Midleton Town Remembering the Choctaw Gift of Aid to Ireland 170 Years On

By Seamus Whelehan


This year marks the 170th anniversary of a gift of aid by the Choctaw Nation to the Irish people during the famine years.
In recent years a number of Irish towns and villages began paying tribute to their great deed, recognising the great empathy shown to the Irish people.
Midleton town erected their own tribute in 2014 a stainless steel bowl made of eagle feathers, which is in situ at Bailick Park.
Later this month the East Cork Municipality will officially dedicate the structure in association with Gaelscoil Mhainistir Na Corann.
The ceremony will take place on Sunday 18 June at 2:00pm and will be attended by Mayor of Cork County Fianna Fail Cllr Seamus McGrath and Deputy Chief Executive of the County Council Declan Daly.
1n 1847, 16-years after they faced hunger and death on what became known as the trail of tears, the Choctaw nation sent $170 to help in the famine relief effort.
The equivalent of $100,000 in today’s money.
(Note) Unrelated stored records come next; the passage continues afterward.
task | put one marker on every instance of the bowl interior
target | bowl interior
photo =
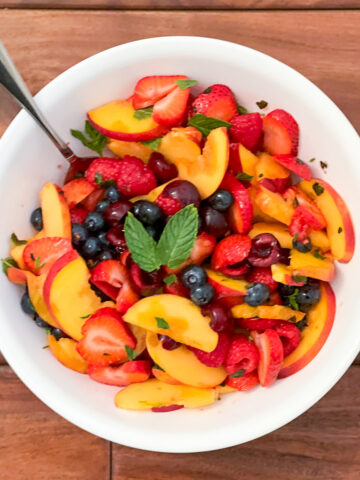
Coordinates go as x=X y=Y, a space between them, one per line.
x=28 y=159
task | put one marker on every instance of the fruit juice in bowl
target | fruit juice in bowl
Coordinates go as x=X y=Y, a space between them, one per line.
x=193 y=257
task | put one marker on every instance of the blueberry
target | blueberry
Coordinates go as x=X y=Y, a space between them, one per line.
x=221 y=200
x=105 y=255
x=27 y=305
x=79 y=234
x=193 y=276
x=257 y=293
x=147 y=212
x=112 y=194
x=302 y=247
x=202 y=295
x=102 y=206
x=94 y=222
x=91 y=247
x=36 y=219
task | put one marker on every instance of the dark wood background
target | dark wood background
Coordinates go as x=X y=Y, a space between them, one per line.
x=321 y=39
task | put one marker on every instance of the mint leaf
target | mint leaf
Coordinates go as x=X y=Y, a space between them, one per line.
x=170 y=279
x=205 y=124
x=153 y=144
x=182 y=84
x=8 y=263
x=141 y=245
x=93 y=139
x=178 y=237
x=143 y=113
x=162 y=323
x=130 y=352
x=16 y=241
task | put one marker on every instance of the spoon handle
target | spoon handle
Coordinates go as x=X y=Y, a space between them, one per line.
x=11 y=79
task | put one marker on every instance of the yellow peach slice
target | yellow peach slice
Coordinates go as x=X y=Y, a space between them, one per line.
x=183 y=365
x=153 y=394
x=185 y=322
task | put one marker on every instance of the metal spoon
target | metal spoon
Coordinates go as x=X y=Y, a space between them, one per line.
x=12 y=81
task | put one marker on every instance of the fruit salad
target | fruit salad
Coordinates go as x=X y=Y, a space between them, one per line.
x=192 y=256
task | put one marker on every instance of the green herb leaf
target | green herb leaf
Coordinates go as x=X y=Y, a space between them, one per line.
x=162 y=323
x=93 y=139
x=141 y=245
x=130 y=352
x=178 y=237
x=244 y=176
x=182 y=84
x=143 y=113
x=170 y=279
x=318 y=255
x=8 y=263
x=205 y=124
x=262 y=104
x=318 y=189
x=16 y=241
x=153 y=144
x=239 y=373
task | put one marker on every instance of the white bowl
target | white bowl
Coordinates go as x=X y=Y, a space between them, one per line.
x=28 y=159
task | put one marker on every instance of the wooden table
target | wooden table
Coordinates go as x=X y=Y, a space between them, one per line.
x=320 y=38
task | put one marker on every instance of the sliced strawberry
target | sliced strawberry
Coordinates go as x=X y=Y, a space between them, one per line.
x=149 y=90
x=129 y=372
x=295 y=165
x=105 y=336
x=246 y=129
x=171 y=109
x=244 y=383
x=39 y=255
x=271 y=356
x=241 y=211
x=281 y=133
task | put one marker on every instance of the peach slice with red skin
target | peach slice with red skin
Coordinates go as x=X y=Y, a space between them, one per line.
x=320 y=320
x=339 y=228
x=116 y=120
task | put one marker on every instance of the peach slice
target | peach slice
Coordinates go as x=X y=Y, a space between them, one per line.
x=205 y=170
x=68 y=295
x=154 y=394
x=339 y=229
x=134 y=149
x=276 y=312
x=226 y=286
x=116 y=120
x=320 y=320
x=65 y=351
x=309 y=265
x=183 y=318
x=56 y=215
x=183 y=365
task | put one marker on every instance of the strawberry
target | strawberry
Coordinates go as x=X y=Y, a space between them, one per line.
x=262 y=275
x=246 y=129
x=244 y=383
x=39 y=255
x=281 y=133
x=271 y=356
x=295 y=165
x=217 y=357
x=170 y=110
x=78 y=214
x=120 y=375
x=149 y=90
x=240 y=213
x=216 y=101
x=230 y=250
x=134 y=177
x=242 y=355
x=105 y=336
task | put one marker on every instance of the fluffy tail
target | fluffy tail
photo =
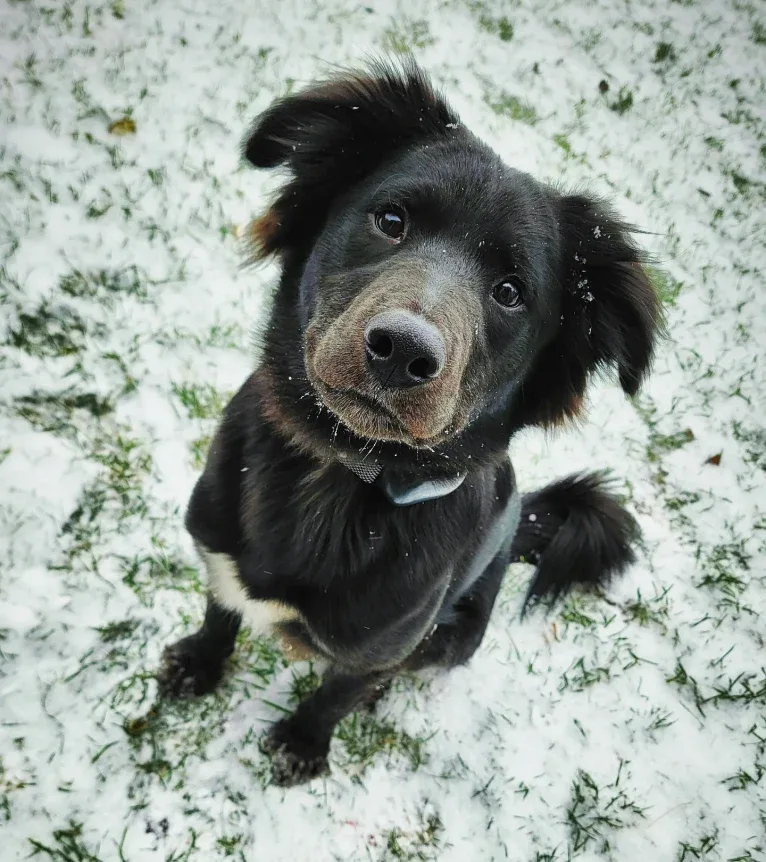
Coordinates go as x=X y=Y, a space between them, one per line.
x=575 y=532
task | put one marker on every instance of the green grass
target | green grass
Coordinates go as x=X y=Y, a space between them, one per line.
x=68 y=846
x=508 y=105
x=407 y=35
x=58 y=413
x=665 y=52
x=52 y=331
x=366 y=737
x=595 y=812
x=102 y=284
x=500 y=27
x=623 y=103
x=201 y=400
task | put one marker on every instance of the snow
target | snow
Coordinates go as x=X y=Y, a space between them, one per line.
x=654 y=695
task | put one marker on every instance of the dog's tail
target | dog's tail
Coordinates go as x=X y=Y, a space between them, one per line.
x=576 y=533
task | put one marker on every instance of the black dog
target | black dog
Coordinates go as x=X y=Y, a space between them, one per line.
x=358 y=499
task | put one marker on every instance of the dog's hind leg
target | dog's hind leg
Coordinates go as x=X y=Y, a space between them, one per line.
x=457 y=638
x=194 y=665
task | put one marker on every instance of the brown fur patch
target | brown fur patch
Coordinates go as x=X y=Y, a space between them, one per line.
x=570 y=415
x=336 y=359
x=296 y=649
x=260 y=234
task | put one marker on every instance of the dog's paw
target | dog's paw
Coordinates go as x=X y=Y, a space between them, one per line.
x=294 y=760
x=186 y=671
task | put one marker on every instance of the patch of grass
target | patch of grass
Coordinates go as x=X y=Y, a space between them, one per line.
x=754 y=444
x=68 y=846
x=508 y=105
x=500 y=27
x=688 y=683
x=199 y=449
x=421 y=844
x=55 y=412
x=116 y=631
x=118 y=490
x=52 y=331
x=595 y=811
x=365 y=736
x=624 y=101
x=583 y=674
x=665 y=52
x=202 y=401
x=104 y=283
x=303 y=684
x=667 y=288
x=652 y=611
x=149 y=573
x=724 y=570
x=699 y=850
x=407 y=35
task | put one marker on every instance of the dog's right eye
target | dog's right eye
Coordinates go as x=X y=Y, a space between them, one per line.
x=390 y=222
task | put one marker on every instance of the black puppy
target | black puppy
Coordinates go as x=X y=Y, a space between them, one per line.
x=358 y=498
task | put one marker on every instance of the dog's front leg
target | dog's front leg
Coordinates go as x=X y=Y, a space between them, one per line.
x=194 y=665
x=299 y=744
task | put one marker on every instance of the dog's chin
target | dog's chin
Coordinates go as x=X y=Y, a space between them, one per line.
x=370 y=420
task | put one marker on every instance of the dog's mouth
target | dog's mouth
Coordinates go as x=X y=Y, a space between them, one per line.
x=365 y=416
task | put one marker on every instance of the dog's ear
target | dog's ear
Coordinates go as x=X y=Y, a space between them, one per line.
x=332 y=135
x=610 y=313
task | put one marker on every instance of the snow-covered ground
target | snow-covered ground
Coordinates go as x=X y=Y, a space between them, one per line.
x=631 y=727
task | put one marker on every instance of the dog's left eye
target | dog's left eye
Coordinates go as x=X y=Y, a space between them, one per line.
x=391 y=223
x=508 y=293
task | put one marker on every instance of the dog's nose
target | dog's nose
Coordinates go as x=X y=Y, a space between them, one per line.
x=403 y=349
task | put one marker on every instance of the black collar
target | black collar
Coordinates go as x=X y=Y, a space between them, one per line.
x=402 y=489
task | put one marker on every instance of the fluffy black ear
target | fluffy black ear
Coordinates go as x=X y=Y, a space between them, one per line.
x=333 y=134
x=610 y=312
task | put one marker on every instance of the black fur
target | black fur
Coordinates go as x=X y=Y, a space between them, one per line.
x=372 y=587
x=575 y=533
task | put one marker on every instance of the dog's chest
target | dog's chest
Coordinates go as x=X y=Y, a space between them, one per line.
x=225 y=584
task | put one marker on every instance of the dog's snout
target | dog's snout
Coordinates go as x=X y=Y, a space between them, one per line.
x=403 y=349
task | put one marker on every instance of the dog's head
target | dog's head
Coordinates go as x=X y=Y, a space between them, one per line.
x=428 y=288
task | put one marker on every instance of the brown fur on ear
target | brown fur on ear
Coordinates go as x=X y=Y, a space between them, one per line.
x=260 y=235
x=570 y=414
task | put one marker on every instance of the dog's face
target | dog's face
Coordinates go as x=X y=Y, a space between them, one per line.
x=428 y=293
x=436 y=286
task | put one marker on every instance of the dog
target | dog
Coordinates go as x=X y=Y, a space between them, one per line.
x=358 y=499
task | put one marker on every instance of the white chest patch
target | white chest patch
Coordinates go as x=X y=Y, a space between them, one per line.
x=223 y=579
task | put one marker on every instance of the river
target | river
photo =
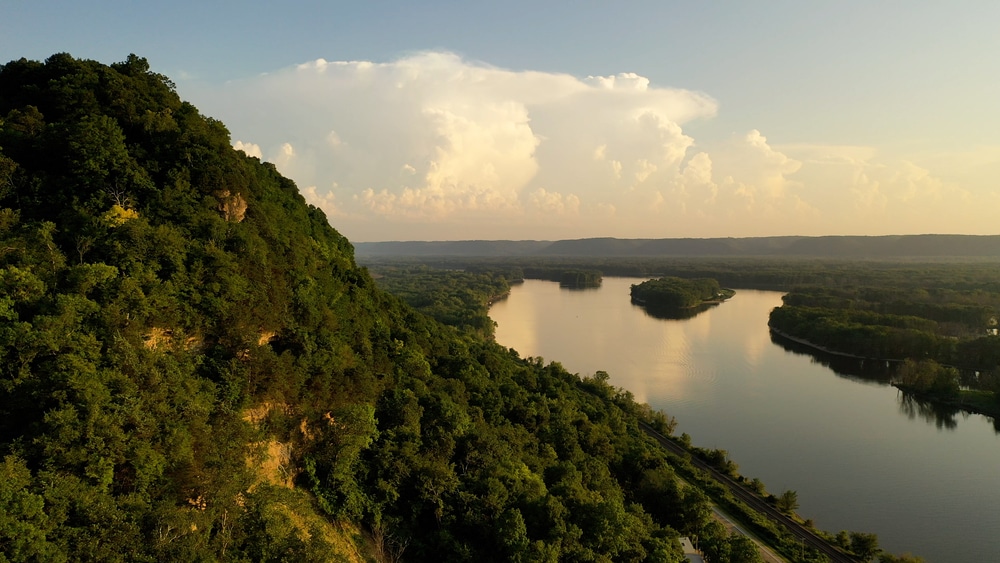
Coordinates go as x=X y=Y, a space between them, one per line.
x=860 y=456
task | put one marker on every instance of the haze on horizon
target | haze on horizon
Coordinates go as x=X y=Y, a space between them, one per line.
x=534 y=121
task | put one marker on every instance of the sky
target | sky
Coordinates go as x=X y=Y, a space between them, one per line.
x=541 y=120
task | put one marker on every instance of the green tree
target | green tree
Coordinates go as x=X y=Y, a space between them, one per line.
x=788 y=501
x=865 y=545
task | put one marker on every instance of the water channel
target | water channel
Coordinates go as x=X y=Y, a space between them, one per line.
x=860 y=456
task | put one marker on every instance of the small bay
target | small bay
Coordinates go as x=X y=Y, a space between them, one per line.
x=860 y=456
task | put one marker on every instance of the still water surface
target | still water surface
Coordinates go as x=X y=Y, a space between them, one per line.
x=860 y=457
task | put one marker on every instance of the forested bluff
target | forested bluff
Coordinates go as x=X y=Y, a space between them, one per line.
x=195 y=368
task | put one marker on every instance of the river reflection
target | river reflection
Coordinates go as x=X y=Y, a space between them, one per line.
x=860 y=454
x=856 y=369
x=674 y=314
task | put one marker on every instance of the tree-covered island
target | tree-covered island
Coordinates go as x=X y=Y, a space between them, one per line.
x=678 y=293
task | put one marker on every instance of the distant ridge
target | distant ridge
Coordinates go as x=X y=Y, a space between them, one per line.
x=894 y=246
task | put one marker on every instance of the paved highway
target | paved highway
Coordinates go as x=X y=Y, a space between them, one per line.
x=802 y=533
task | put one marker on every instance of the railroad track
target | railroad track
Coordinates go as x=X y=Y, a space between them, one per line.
x=802 y=533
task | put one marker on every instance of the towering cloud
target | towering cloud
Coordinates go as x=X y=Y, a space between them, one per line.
x=437 y=147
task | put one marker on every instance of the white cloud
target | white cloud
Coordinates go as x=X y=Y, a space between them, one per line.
x=432 y=143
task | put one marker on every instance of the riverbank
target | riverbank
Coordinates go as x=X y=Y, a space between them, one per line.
x=976 y=402
x=971 y=401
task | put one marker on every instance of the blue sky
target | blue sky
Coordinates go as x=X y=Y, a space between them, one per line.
x=542 y=120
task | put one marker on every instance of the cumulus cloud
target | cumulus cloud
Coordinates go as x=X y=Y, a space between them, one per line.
x=432 y=145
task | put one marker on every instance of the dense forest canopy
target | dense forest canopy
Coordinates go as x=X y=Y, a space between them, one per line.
x=675 y=293
x=194 y=368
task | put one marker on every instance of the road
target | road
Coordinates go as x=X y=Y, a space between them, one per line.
x=800 y=532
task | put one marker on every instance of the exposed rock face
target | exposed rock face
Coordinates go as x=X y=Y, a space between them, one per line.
x=232 y=206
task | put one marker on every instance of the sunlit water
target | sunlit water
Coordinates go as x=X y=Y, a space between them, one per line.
x=860 y=457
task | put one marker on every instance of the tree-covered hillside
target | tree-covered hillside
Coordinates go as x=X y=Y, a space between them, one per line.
x=194 y=368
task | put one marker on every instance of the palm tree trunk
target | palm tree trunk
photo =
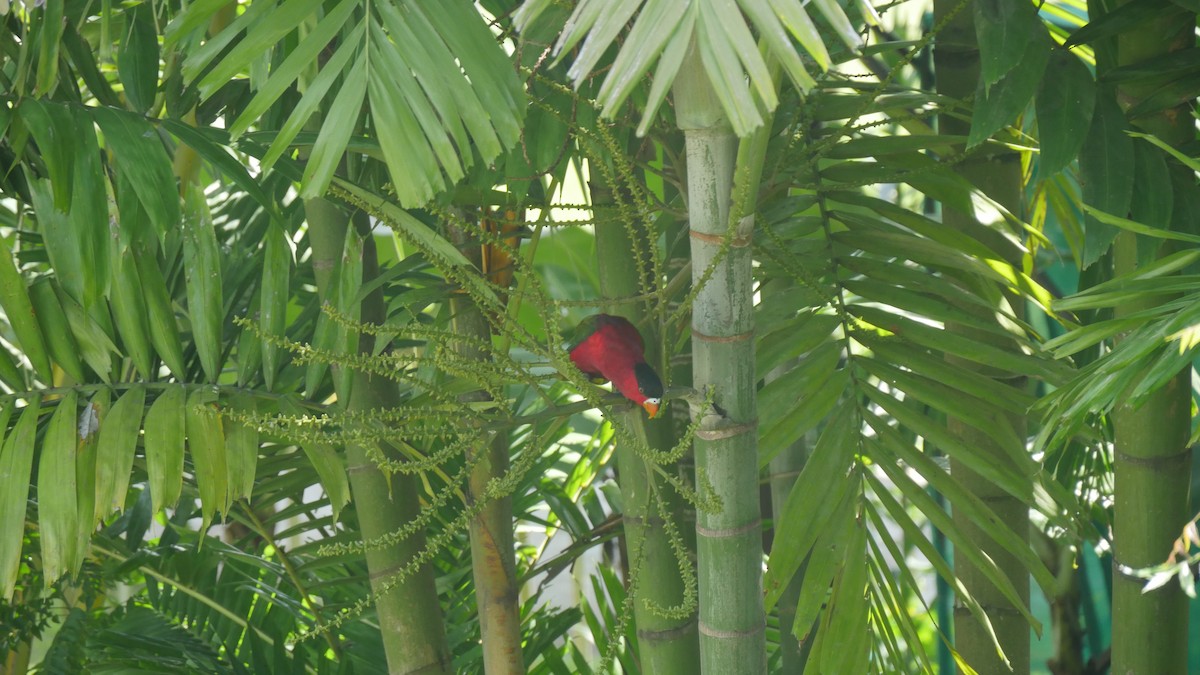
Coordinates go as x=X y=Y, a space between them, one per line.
x=957 y=64
x=492 y=560
x=729 y=543
x=666 y=644
x=1152 y=461
x=409 y=614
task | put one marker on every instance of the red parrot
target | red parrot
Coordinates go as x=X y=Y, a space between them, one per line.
x=609 y=347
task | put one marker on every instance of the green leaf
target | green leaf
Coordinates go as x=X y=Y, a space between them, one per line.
x=274 y=298
x=19 y=311
x=55 y=328
x=1065 y=105
x=335 y=131
x=315 y=94
x=163 y=446
x=328 y=463
x=844 y=641
x=300 y=59
x=1138 y=227
x=215 y=151
x=1000 y=105
x=95 y=345
x=205 y=442
x=1171 y=94
x=137 y=57
x=1105 y=175
x=16 y=467
x=49 y=36
x=1161 y=66
x=1003 y=31
x=827 y=557
x=261 y=39
x=1121 y=19
x=161 y=314
x=820 y=396
x=144 y=162
x=202 y=268
x=441 y=251
x=58 y=511
x=127 y=300
x=816 y=493
x=793 y=339
x=115 y=448
x=49 y=124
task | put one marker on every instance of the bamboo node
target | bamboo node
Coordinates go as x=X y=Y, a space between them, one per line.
x=721 y=339
x=756 y=524
x=709 y=632
x=727 y=431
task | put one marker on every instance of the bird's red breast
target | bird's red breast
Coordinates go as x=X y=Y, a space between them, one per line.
x=610 y=347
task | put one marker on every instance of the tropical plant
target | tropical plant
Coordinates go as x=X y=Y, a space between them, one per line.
x=298 y=269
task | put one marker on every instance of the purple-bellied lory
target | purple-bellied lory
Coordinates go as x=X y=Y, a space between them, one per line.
x=609 y=347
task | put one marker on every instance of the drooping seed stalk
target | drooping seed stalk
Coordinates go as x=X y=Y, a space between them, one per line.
x=667 y=644
x=409 y=614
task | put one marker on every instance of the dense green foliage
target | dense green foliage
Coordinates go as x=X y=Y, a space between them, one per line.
x=282 y=285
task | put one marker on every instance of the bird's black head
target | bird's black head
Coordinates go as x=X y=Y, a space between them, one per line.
x=648 y=382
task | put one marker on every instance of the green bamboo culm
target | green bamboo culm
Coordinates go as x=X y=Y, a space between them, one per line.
x=997 y=174
x=666 y=644
x=729 y=538
x=1152 y=461
x=409 y=614
x=492 y=557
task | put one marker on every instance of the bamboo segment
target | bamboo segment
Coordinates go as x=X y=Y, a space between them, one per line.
x=666 y=644
x=729 y=542
x=409 y=614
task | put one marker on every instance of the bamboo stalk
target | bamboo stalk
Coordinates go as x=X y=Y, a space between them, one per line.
x=729 y=541
x=666 y=644
x=409 y=613
x=1152 y=463
x=492 y=561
They showed extreme generosity considering in 1831 the Choctaw Indians were forcible removed from their lands by the white man and relocated to what is now Oklahoma.
The Choctaw were just one of several tribes to be removed from their ancestral home along the banks of the Mississippi.
Local historian Tony Harpur said the monument has invigorated a new interest in our history among US tourists.
Mr Harpur said last season a bus of tourists from Oklahoma had paid a visit to the area wanting to learn more of the Irish connection.
He said “more should be made of the Irish trail of tears linking the monument to the local famine graves.”